Объясняя таким образом неуспех первого представления на сцене пьесы Шаховского, С. С. Данилов, вероятно, исходил из эпиграммы Державина. Ведь именно в ней повествуется о беседе двух дьяков (т. е. чиновников).
Между тем никто из писавших об этом эпизоде не пытался сказать что-либо о содержании ‘Коварного’, что, впрочем, понятно: эта комедия, как и многие другие пьесы Шаховского, не была никогда опубликована. Однако в рукописном отделе Ленинградской государственной театральной библиотеки им. А. В. Луначарского сохранился автограф комедии ‘Коварный’ {ЛГТБ, II 6.5. No 1477.} (фамилия автора не обозначена, но почерк несомненно А. А. Шаховского).

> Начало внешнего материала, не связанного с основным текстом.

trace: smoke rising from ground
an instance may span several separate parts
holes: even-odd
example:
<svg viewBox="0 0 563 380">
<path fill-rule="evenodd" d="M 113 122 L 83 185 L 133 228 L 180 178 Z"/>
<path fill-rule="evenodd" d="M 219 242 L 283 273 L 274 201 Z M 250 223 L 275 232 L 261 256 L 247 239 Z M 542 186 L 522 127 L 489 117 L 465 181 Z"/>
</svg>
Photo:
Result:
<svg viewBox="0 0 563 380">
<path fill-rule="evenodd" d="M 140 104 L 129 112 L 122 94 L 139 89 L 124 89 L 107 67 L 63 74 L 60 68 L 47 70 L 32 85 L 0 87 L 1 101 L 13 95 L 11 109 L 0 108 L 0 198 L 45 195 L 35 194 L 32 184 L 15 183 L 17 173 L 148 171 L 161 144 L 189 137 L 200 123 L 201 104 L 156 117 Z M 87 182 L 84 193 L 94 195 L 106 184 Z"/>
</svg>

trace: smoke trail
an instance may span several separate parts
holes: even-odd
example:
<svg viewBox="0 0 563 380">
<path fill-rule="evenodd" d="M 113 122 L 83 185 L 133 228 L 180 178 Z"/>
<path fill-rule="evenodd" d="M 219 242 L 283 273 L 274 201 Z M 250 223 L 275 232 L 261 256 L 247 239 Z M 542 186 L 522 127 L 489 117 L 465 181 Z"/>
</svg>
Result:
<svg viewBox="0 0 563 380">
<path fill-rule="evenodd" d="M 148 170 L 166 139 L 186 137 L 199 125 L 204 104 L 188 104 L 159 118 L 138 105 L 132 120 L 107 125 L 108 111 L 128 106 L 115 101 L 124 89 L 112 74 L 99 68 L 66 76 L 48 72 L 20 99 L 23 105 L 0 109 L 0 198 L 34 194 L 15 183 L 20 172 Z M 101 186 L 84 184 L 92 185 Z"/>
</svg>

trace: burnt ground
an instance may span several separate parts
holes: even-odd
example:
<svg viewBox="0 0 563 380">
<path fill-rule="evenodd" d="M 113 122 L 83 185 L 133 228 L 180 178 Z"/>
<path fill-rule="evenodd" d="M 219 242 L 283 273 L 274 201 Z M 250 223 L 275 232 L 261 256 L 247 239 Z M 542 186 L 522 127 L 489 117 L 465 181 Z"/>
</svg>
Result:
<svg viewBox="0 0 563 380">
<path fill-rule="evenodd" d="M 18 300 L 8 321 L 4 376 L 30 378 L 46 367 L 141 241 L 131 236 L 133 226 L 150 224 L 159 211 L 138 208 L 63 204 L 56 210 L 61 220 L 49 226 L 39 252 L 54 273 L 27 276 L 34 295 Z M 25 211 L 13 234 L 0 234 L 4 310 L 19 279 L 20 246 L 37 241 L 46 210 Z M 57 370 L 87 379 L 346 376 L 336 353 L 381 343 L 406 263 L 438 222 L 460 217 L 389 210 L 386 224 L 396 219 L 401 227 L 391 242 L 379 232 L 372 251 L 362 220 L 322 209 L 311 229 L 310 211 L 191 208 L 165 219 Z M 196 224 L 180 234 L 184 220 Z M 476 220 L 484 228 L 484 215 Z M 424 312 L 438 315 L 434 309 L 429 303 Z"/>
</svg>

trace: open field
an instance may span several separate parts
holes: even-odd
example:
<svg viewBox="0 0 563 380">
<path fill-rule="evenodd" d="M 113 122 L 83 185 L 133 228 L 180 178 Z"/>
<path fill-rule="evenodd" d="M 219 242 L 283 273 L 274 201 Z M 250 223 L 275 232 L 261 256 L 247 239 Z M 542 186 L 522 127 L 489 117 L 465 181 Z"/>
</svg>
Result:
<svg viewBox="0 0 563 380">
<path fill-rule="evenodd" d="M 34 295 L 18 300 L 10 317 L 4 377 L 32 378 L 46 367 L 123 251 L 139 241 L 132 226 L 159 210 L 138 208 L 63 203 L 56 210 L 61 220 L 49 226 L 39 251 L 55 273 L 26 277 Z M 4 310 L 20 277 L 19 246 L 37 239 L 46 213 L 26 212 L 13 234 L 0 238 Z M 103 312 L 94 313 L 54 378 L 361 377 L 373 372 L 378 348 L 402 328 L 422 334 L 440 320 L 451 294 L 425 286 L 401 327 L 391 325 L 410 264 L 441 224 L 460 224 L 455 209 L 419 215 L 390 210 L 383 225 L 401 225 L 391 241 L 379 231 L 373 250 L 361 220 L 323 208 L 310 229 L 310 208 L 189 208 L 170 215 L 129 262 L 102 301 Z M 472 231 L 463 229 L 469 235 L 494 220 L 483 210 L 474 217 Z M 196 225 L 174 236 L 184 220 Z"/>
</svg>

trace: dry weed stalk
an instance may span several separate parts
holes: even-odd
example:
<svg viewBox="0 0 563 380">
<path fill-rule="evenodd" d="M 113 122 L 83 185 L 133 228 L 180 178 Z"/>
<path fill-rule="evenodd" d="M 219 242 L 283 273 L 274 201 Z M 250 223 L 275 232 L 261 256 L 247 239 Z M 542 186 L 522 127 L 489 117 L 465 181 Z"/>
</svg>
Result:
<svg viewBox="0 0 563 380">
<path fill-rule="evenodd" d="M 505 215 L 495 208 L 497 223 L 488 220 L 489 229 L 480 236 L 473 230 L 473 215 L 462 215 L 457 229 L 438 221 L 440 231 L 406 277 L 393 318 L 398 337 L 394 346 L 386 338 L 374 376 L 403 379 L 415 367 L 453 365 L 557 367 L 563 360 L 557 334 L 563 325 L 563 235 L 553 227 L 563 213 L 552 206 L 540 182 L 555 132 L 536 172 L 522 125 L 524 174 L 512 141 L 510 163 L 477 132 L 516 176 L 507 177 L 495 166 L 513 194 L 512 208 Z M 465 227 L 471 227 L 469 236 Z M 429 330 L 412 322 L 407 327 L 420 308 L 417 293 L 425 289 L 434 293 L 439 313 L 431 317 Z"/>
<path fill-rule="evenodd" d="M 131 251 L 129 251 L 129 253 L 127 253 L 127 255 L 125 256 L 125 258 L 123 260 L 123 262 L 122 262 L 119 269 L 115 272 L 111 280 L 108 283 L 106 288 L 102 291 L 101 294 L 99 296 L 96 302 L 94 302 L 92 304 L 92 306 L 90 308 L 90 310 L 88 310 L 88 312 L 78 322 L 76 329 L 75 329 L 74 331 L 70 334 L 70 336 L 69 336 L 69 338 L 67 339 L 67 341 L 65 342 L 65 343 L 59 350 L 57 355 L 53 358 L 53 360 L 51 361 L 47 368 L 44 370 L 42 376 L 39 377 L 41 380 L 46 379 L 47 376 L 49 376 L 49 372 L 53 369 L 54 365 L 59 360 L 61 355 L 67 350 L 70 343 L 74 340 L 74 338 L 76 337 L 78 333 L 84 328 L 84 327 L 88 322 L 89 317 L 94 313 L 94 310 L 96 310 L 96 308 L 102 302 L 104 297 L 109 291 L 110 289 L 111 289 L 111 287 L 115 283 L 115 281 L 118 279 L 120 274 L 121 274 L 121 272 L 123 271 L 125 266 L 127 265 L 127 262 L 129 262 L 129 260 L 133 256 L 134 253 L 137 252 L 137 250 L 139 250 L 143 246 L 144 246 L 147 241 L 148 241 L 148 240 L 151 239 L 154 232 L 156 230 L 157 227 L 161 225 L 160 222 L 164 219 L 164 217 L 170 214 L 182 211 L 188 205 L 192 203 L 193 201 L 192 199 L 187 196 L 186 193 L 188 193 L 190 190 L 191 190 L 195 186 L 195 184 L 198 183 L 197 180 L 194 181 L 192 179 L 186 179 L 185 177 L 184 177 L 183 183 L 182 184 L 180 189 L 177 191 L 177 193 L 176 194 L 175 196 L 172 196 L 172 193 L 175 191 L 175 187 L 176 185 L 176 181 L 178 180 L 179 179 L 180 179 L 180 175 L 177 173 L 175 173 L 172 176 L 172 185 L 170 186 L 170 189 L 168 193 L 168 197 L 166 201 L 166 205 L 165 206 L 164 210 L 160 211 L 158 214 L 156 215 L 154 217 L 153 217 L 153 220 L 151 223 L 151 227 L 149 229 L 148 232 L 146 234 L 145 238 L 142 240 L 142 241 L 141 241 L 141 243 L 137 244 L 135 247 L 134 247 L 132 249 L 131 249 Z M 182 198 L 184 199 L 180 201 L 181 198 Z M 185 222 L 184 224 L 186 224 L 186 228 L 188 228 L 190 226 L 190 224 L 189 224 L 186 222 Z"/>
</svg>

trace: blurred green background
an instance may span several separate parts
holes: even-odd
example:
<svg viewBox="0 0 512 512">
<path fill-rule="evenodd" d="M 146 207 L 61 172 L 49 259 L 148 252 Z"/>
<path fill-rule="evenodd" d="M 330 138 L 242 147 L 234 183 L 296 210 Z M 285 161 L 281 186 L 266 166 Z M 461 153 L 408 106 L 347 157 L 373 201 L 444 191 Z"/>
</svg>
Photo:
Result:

Как и для последующих комедий Шаховского — ‘Новый Стерн’ (1805) и ‘Урок кокеткам, или Липецкие воды’ (1815), — для ‘Коварного’ характерны выпады против сентиментализма и писателей-сентименталистов.
Одной из героинь этой комедии является княжна Кермская, девица почтенного возраста, помешанная на ‘чувствительных’ романах. Она мечтает о том, чтобы покинуть ‘монотонную Россию, этот варварский климат’ и отправиться в заграничное путешествие в обществе венецианца Монтани, афериста и пролазы сумевшего обворожить любительницу сентиментальной литературы. Автор противопоставляет княжне Кермской ее брата, который ‘восхищается своим отечеством и ненавидит все иностранное’. Князю Кермскому (именно он является выразителем идей автора) порядком надоели ‘сентиментальные кривлянья, принужденные вздохи и это платьице альпийской пастушки’, т. е. всё то, что характеризует его сестрицу. Эти нападки на сентиментализм и объясняют возмущение, которое вызвала пьеса Шаховского в среде зрителей-карамзинистов в частности у П. А. Вяземского. Отрицательное же отношение Державина и многих других писателей к ‘Коварному’ могло быть связано с тем, что в качестве главного героя комедии был выведен. Шаховским действительно ‘пролаза’ в полном смысле этого слова проходимец и авантюрист Монтани иностранец по происхождению он сeмел при помощи своей хитрости и изворотливости обворожить всех тех с кем столкнула его судьба. Без ума от него не только княжна Кермская, даже ее брат,который недоверчиво относится к иностранцам весьма высокого мнения о Монтани. Своим искренним другом считает его и молодой граф Ипполит Вельский. Софию же Кермскую мнимые совершенства венецианца даже пугают. Стараясь во что бы то ни стало достигнуть своей цели — жениться на богатой и знатной девушке, княжне Софье Кермской, Монтани очень ловко устраняет своего соперника — графа Вельского. А обманутая ‘пролазой’ старшая сестра Кермская, единственной наследницей которой является Софья, дарит Монтани свое имение.
Особенное возмущение зрителей мог вызвать монолог Монтани. Характеризуя свой ум, ‘победитель предрассудков’ Монтани, потерявший в молодости свое имение, провозглашает, что теперь и он сам ‘получил право обольщать, разорять’ других. С этой именно целью он приехал в Россию, где гостеприимство жителей и покровительство одного сановника дали ему возможность отличиться. ‘И наконец мой ум принуждает знатного и богатого господина женить меня на своей дочери’, — заключает Монтани свой монолог.
Возникает вопрос, присутствовал ли Державин на первом представлении ‘Коварного’? Ответить на него с полной определенностью вряд ли возможно, так как прямых свидетельств об этом не сохранилось. Но в конце 1804 года Державин был в Петербурге и, следовательно, мог присутствовав в театре и 16 декабря. {Известно, что в Екатеринин день (т. е. 24 ноября) 1804 года Александр I во дворце подошел к Державину и спросил его, был ли он накануне в театре на первом представлении ‘Эдипа’ (В. А. Озерова). Таким образом, в это время Державин, очевидно, нередко посещал театр.}
Некоторым подтверждением этой догадки может служить и сама эпиграмма Державина.
Трудно предположить, чтобы поэт мог написать эпиграмму на пьесу, которой не видел и о провале которой знал только понаслышке: это противоречит обычной его литературной манере — отправляться от реальной действительности.